Le tre storie sono montate e incastrate una nell’altra, così che la differente durata di ognuna di esse scompare completamente. E allo spettatore, privo di coordinate intelligibili, sembra che un’ora duri un giorno o una settimana, e viceversa. Non si tratta d’un semplice vezzo narrativo modernista. C’è una ragione ben precisa alla base di questa scelta, che apparenta Dunkirk, in particolar modo, a Memento, il film che rivelò Nolan.

Lì il protagonista, in seguito a un grave trauma è affetto da un disturbo della memoria che gli impedisce di ricordare gli avvenimenti recenti. Ciò lo obbliga a un faticosissimo processo di catalogazione in tempo reale di tutto ciò che gli accade, per cercare di mantenerne traccia all’interno di un flusso ordinato di passato e presente. Tutto ciò conduce a una narrazione straniante, in cui lo spettatore s’aggira disorientato come il protagonista in un flusso di eventi che galleggiano nel vuoto di una temporalità incoerente, senza che si riesca a capire cosa è accaduto prima e cosa dopo.

In Dunkirk, la logica è la stessa. E il trauma che sconvolge la lucidità del pensiero è la guerra. Nolan racconta un evento specifico nel quale, grazie a precisi riferimenti storici (il celebre discorso di Winston Churchill,“We shall fight on the beaches”), riesce a stabilire una cornice riconoscibile, che costituisce per lo spettatore un appiglio tanto narrativo quanto emotivo e ideale (il tono patriottico del film).

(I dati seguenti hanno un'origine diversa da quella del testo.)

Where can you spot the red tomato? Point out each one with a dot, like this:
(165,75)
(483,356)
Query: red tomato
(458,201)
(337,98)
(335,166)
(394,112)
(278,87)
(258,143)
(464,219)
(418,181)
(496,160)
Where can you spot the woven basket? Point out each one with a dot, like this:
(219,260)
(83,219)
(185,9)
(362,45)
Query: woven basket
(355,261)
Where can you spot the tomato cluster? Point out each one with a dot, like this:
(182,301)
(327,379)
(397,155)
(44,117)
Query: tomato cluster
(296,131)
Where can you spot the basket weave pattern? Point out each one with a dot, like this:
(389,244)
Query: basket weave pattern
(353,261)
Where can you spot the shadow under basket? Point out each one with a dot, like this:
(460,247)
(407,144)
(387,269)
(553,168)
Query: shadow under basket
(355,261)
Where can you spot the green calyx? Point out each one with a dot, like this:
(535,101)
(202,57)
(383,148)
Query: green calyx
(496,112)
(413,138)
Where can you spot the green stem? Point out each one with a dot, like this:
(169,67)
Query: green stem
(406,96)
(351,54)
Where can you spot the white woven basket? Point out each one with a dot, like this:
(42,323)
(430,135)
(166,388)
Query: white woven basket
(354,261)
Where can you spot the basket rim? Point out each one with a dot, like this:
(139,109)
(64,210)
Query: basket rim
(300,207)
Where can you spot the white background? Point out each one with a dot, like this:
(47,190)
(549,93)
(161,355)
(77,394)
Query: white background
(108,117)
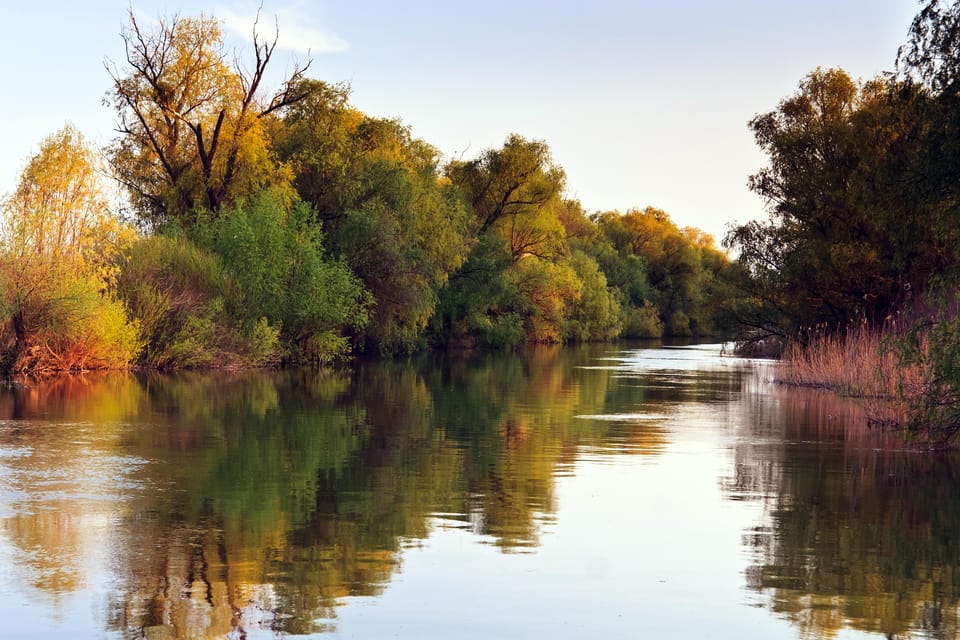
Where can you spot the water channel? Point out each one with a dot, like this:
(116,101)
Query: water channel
(603,491)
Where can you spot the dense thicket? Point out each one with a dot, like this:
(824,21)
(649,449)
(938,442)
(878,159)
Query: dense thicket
(289,226)
(863,186)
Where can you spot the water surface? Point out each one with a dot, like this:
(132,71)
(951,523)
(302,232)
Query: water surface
(609,492)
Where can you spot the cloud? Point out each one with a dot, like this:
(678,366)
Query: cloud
(296,34)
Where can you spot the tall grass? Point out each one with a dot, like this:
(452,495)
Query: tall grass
(900,387)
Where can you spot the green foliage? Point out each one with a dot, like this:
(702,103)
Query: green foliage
(283,277)
(596,316)
(384,208)
(642,322)
(656,265)
(177,292)
(59,311)
(848,228)
(192,125)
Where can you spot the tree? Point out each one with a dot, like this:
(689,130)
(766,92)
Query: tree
(383,206)
(846,231)
(57,244)
(190,123)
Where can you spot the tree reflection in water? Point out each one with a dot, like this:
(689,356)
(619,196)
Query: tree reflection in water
(248,500)
(860,532)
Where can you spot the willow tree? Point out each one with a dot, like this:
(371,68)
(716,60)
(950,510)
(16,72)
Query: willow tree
(191,120)
(56,242)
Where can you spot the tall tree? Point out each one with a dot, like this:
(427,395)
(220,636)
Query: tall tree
(191,122)
(55,248)
(383,206)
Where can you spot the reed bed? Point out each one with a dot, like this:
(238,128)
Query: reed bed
(899,394)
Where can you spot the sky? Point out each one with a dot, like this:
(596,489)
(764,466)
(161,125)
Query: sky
(641,102)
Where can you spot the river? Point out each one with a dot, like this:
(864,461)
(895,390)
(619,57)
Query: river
(597,491)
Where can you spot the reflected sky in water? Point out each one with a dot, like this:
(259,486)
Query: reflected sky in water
(615,492)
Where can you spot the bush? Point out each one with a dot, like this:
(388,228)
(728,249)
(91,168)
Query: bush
(61,319)
(642,322)
(178,293)
(272,251)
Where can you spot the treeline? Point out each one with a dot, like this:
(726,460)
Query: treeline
(289,226)
(863,191)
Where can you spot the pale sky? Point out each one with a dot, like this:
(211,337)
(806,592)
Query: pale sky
(642,103)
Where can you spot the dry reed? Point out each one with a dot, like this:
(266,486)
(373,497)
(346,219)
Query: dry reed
(861,362)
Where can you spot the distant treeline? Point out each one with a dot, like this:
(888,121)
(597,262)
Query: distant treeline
(260,228)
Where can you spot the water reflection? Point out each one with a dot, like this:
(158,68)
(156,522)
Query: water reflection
(859,532)
(217,504)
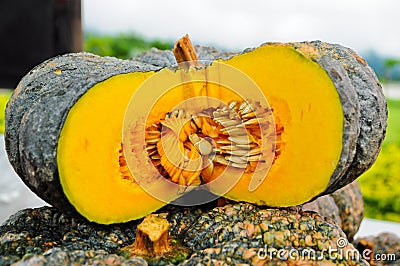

Al di là dell’evento specifico, però, Nolan ha l’ambizione di descrivere quel che la guerra in sé fa all’uomo, come lo stravolge e disorienta, lasciandolo in balia di eventi nei quali diventano imperscrutabili le coordinate temporali e spaziali, ma anche le leggi della fisica e della narrazione. La prima sequenza ritrae un soldato che s’aggira lungo strade deserte schivando pallottole sparate non si sa da dove e da chi: non c’è logica, non c’è strategia che possano assicurargli salvezza. Gli resta solo l’istinto di sopravvivenza, asfissiato da una paura che toglie lucidità e rende il mondo un caos percettivo privo di senso.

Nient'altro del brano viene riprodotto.